Clearly the present system is crazy, and the proposed cure is crazier, assuming the goal is caring for the health of 320 million Americans efficiently, rationally, and economically. But that isn’t the goal. Cutting taxes on the wealthy is a goal. While ten or twenty million people will lose care under the legislation, the top two percent of taxpayers will get $272 billion in tax cuts. Reducing government expenditures is a goal. And getting reelected is a goal for people who have been promising to destroy uppity Obama’s programs. Everything else is negotiable.

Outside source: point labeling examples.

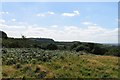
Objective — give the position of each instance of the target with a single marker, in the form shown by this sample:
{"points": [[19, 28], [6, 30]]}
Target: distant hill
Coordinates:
{"points": [[3, 34], [42, 39]]}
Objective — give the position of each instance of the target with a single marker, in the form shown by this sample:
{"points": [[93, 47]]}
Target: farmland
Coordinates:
{"points": [[39, 63]]}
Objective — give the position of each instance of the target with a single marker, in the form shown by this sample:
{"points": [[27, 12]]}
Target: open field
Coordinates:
{"points": [[38, 63]]}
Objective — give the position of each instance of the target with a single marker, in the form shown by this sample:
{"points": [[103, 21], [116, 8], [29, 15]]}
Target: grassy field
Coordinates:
{"points": [[37, 63]]}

But what if voters have long memories? Candidate Trump ran on the promise to replace Obamacare with something better. And he promised never to take away Medicare or Medicaid. At first, he celebrated the passage of the House bill, but someone must have told him it would not create better care than Obamacare, but less — and that it would slash spending on Medicaid. So, he called it “mean” and demanded that the Senate do better.

The Senate has done worse, cutting deeper into Medicaid. But it has timed the cuts to phase in over several years, so those running in 2018 might not have to face the backlash. But by 2020, Trump voters who took him at his word could be attending his rallies with pitchforks. Because whatever the Republicans pass will go further to making us a nation of healthcare haves and have-nots, a patchwork of states in which some provide a healthcare safety net and others where you can die on the street. Perhaps the drafters of these fixes should have remembered the Hippocratic oath: First, do no harm. And not just to your donors.